The bill’s defeat, a stunning reversal from a House vote last week, brought withering criticism from many lawmakers, who said the House caved in to opposition by Duke Energy and SCE&G, derailing the legislation. Utilities have expressed concern about how competition from solar could affect them.
State Rep. James Smith, the bill’s chief sponsor, also blamed Republican Gov. Henry McMaster. Smith, a Democratic candidate for governor and potential opponent to McMaster in November’s general election, said the Republican urged some lawmakers not to vote for the bill — a point McMaster’s office hotly disputed.
“He called House Republican leadership and raked them over the coals,” Smith said he was told by fellow legislators. “It was giving me a victory. But it ain’t about me. It ain’t about Henry.”…
The solar bill died Tuesday in the House after utility boosters raised a technical point, saying passing the bill would require a two-thirds majority vote. The House voted for the legislation, 61-44, but that was short of the two-thirds required for approval….
Wow. This is bad on so many levels — particularly if our governor got involved in order to screw over his likely Democratic challenger. But even if he didn’t, this is a stunning example of bad faith, and the kind of oligarchic, anti-democratic maneuver that almost makes the anti-elite paranoia of a Bernie Sanders sound sane.
Matt Moore, the former GOP chair who has been heading up Palmetto Conservative Solar Coalition, reacted this way:
Seen much in 10+ years of SC politics, but today might take the 🍰 https://t.co/DxLYlZ4pPx
— Matt Moore (@MattMooreSC) April 11, 2018
Ten-plus years? I think that’s an understatement. In my more than 30 years of covering SC politics, I haven’t seen the likes of this. You have to go back to before my time. There probably hasn’t been a case of the powers-that-be frustrating the public will to this extent since the Old Guard found a way to disqualify charismatic gubernatorial candidate Pug Ravenel on a technicality in 1974.
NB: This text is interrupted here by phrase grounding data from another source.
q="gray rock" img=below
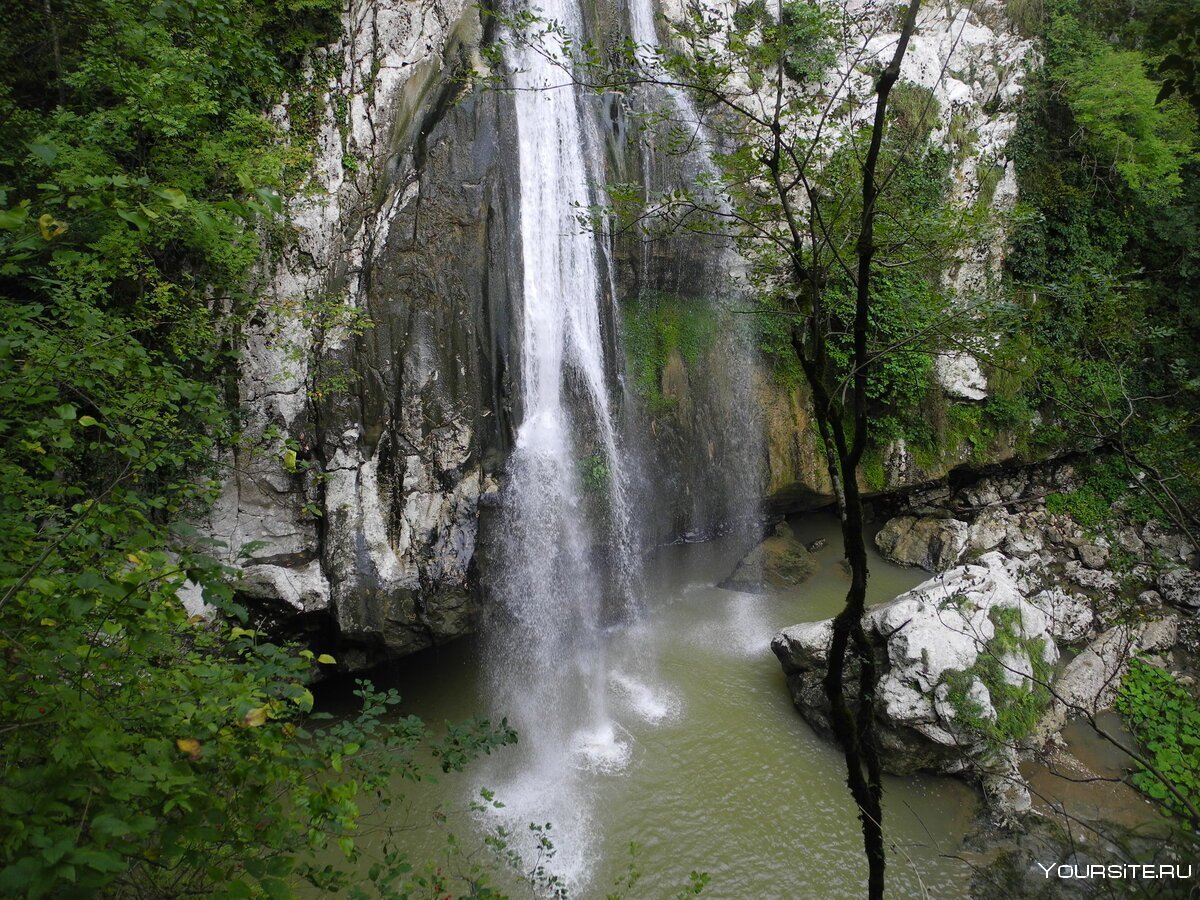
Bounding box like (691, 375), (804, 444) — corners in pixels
(1158, 568), (1200, 609)
(1062, 560), (1119, 594)
(1116, 526), (1145, 556)
(934, 352), (988, 400)
(772, 552), (1056, 815)
(1027, 588), (1093, 643)
(1077, 543), (1110, 570)
(1142, 522), (1196, 563)
(874, 515), (970, 572)
(967, 509), (1009, 553)
(1042, 617), (1178, 737)
(723, 522), (815, 592)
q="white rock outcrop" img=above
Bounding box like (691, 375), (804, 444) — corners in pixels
(773, 552), (1057, 816)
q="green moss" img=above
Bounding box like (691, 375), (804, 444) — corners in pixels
(888, 81), (942, 142)
(620, 291), (716, 410)
(945, 403), (993, 463)
(577, 451), (610, 494)
(860, 447), (887, 491)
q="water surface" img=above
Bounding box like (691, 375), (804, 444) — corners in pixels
(325, 515), (982, 898)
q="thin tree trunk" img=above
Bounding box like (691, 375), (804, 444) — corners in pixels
(805, 3), (923, 898)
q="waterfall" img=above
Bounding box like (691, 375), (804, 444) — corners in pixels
(625, 0), (765, 540)
(483, 0), (641, 882)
The will of the people, acting through their elected representatives (which is how you do it in a republic), had been clearly expressed. The best people in the General Assembly were all for it — Democrats, and both flavors of Republican (Regular and Tom Davis).
And now, the people who gave us the shaft on the nuclear fiasco have shown us what they think of that. And of us.
So… what are we going to do about it?